Ti definisci un dark ottimista, una specie di poeta punk. Ti senti un po’ il Jim Carroll nella scena musicale italiana? Se sì il tuo essere radicato per cui non conformato a quali principi e valori fa riferimento?

La libertà, il valore più grande. Non per ripetermi ma la libertà raccoglie in sé tutti quei principi che i miei genitori mi hanno trasmesso. Per quanto riguarda il punk direi che è più un’ attitudine che io ho alla vita. Ecco, il punk può essere un sinonimo di coraggio per ciò che rappresenta. Il concetto di punk è mettere in discussione se stessi nelle relazioni con gli altri, ma soprattutto punk è quel “gnothi seauton” socratico e poi Virgiliano, che portò Enea a conoscere se stesso in funzione alle sue radici e al suo destino.

Credi che i vari talenti che imperversano nel panorama italiano televisivo e che promettono sogni su misura e quindi conformati siano il male?

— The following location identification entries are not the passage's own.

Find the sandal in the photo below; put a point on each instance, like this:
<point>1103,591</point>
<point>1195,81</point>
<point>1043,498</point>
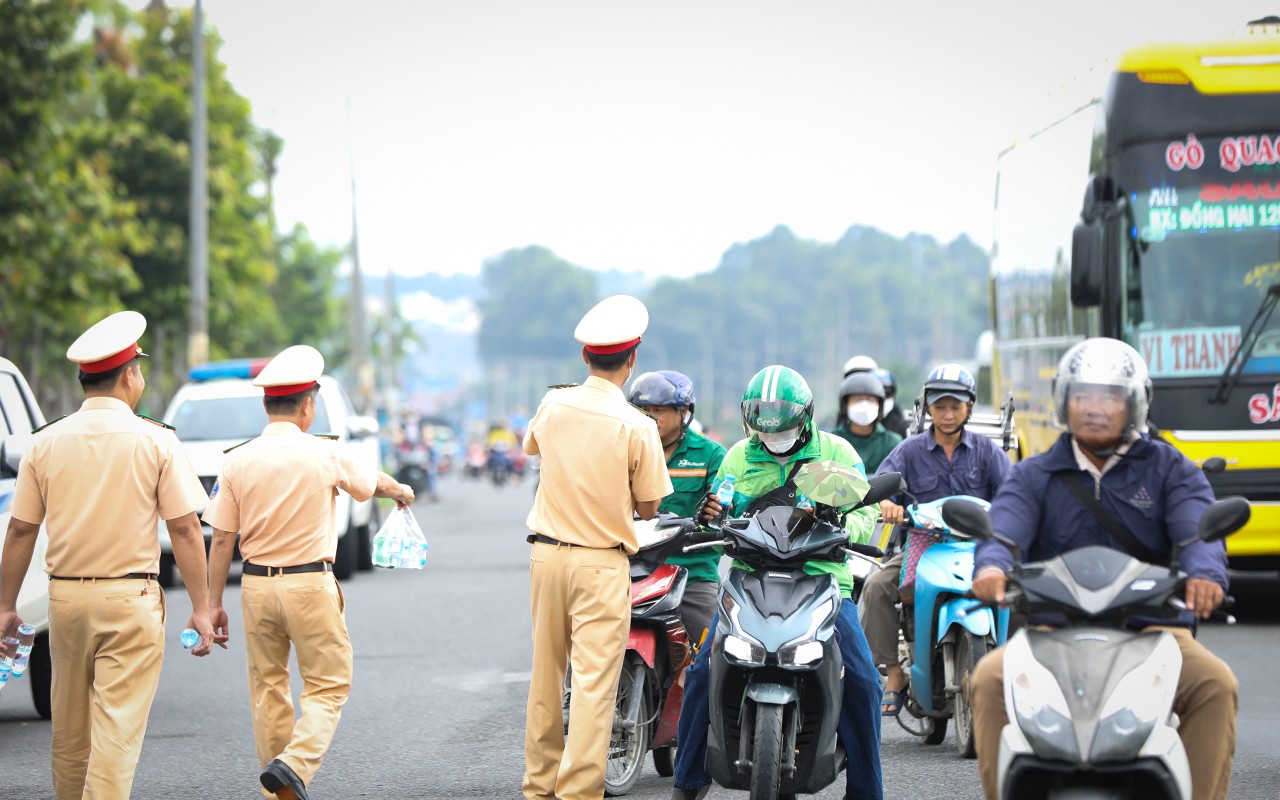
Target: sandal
<point>892,700</point>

Riguarda i talent ho solo un’osservazione da fare che però non è un pregiudizio. Dunque se questi talent venissero realizzati una tantum e non fossero una ripetizione anno dopo anno forse gli stessi talent ricaverebbero più forza come strumento scout alla ricerca di nuove e giovani leve da proporre.

Che rapporto hai con i social network?

Un rapporto morboso che mi rende a-social nella real life (ride). Io sto molto attento a quello che succede in rete. I social mi hanno aiutato molto nello sviluppo del mio progetto musicale. Mi ha fatto conoscere ai più indistintamente dalla fascia d’età. Mi piace mantenere il contatto vivo con il mio pubblico che amo e mi segue.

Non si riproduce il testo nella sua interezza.